Locally aggressive, benign bone tumors require specific techniques to avoid recurrence, thus the experience from their treatment can be used as an analogy for the treatment of musculoskeletal hydatidosis. Surgeons usually perform intralesional curettage, together with some form of adjuvant therapy (the use of intralesional curettage alone can be followed by a recurrence rate of up to 50%). The most commonly applied adjuvant therapies/procedures are cautery, high-speed burring, exothermic cement polymerization and the use of certain solutions (e.g. phenol or, more rarely, alcohol) [10, 11]. Capanna et al. reported on a series of 165 benign bone tumors with a high rate of recurrence (e.g. aneurysmal bone cysts, chondroblastomas and giant cell tumors) and noted that the utilization of phenol decreased the local recurrence rate from 41% to 7% [12].

In our specific case, wide, radical surgical excision of the cyst would have necessitated removal most of the proximal metaphysis, and hence the implantation of a tumorprosthesis.

In view of the patient's age and active life style, we opted to perform an en-bloc excision with a relatively small safe zone, thus sparing both trochanters (with the abductors) and the calcar. To reduce the likelihood of recurrence, 70% phenol solution was used as an adjuvant. The exothermic reaction of cementing can also contribute in preventing recurrence. Using a more limited excision, perhaps carries a higher risk of recurrence. In a young and active patient if the disease recurs, a tumoprosthesis remains a surgical option as a revision procedure. A THR provides a significantly better quality of life in the short term.
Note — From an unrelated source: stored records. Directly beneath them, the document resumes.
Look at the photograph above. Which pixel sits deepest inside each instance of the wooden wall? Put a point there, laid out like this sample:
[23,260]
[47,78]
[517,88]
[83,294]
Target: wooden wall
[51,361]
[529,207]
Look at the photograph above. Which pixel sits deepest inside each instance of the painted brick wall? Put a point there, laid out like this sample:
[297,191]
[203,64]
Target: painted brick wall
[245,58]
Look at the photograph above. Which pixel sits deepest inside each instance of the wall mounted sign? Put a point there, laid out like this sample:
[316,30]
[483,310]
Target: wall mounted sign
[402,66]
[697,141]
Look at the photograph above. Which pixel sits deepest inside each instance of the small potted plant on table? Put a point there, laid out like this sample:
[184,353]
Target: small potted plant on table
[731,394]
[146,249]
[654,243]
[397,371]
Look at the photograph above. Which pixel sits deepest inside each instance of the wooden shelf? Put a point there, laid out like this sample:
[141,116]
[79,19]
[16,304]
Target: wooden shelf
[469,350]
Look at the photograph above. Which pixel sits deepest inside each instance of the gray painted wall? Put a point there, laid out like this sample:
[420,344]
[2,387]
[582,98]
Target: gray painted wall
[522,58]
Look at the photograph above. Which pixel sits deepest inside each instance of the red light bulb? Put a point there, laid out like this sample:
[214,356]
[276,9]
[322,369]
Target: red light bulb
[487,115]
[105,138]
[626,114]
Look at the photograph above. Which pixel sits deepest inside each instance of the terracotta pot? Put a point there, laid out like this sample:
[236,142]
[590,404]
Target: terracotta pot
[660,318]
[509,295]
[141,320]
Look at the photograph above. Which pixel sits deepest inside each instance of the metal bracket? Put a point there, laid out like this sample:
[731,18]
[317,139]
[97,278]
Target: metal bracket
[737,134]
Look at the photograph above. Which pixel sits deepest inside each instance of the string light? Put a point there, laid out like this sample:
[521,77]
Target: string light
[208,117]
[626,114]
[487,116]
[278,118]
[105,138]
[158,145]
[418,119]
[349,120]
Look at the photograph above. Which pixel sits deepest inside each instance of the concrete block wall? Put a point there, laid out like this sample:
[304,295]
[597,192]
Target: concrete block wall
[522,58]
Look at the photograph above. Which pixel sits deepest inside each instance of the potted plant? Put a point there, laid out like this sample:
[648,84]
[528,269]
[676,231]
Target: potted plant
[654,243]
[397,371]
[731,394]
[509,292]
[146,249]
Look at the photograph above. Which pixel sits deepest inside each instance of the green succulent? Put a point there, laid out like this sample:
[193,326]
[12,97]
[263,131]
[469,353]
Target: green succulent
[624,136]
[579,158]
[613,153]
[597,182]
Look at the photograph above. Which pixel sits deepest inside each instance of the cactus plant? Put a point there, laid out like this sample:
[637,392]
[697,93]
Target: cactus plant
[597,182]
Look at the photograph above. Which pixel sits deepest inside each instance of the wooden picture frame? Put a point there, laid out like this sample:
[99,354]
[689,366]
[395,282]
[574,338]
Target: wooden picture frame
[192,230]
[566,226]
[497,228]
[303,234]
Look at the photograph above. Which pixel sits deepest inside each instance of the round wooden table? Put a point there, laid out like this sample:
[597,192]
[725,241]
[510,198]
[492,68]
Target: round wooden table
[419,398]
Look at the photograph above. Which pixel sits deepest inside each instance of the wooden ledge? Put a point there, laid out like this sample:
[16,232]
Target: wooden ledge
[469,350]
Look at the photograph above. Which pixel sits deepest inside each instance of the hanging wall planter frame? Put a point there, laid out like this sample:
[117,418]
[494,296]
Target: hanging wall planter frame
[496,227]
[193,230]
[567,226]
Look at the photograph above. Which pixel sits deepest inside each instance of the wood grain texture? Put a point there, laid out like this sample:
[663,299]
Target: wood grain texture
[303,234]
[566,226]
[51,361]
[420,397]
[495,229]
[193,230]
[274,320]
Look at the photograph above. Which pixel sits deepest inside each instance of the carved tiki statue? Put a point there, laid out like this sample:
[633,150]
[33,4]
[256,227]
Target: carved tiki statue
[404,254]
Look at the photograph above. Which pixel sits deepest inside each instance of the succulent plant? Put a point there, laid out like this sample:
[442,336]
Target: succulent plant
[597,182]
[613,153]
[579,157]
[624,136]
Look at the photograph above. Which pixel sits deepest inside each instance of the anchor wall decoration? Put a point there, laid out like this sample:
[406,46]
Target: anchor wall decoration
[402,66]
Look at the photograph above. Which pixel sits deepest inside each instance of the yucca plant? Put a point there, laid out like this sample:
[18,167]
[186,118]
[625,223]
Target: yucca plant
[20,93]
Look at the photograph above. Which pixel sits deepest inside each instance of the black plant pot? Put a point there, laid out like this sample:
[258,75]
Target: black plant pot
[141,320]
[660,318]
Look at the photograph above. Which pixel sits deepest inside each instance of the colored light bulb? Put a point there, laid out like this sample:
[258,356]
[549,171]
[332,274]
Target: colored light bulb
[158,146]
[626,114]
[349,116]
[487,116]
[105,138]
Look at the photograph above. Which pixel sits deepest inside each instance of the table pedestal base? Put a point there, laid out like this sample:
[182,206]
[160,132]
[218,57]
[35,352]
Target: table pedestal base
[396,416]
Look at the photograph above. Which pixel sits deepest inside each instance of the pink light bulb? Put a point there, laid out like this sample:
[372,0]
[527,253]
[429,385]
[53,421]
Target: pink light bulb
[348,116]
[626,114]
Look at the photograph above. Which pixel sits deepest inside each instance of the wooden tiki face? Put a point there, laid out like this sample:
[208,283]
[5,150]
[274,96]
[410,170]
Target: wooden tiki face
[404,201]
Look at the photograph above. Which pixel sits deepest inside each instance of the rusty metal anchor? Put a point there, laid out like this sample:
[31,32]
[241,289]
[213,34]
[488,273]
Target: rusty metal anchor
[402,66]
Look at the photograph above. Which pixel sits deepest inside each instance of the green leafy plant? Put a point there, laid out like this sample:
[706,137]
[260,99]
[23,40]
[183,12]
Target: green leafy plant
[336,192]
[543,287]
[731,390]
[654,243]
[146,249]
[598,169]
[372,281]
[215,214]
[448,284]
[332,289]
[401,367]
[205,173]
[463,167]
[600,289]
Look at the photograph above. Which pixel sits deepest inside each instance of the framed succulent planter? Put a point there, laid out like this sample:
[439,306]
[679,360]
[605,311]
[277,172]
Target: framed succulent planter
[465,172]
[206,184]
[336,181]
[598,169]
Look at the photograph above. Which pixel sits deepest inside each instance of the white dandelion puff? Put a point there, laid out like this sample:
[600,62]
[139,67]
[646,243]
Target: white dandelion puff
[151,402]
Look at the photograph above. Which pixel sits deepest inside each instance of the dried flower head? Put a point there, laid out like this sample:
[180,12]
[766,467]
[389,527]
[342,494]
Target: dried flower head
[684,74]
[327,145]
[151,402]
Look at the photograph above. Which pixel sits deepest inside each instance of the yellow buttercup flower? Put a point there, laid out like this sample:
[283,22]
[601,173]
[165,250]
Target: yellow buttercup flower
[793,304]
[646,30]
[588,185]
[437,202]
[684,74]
The necessary long and extensive surgery carries a higher risk of infection and sepsis, with a substantial risk of death [13]. The use of antibiotic laden antibiotic cement is advisable and might reduce infection risk, therefore we use a pre-mixed dual-combination antibiotic-loaded bone cement (Copal G+C, G = gentamicin, C = clindamycin; Heraeus Medical GmbH, Germany).

In the current English language literature, there are only two cases describing the removal of a primary echinococcus cyst which was eventually followed by successful hip replacement several years later [14, 15]. Replacing the affected hip carries a very high risk for subsequent complications and failure of the implant [16, 17]. Due to the high potential failure rate the patient was informed in detail regarding potential complications and recurrence.

We were unable to find a case report describing a primary echinococcus cyst causing a pathological femoral neck fracture where a single operation was successfully used to treat the cyst and to implant a THR.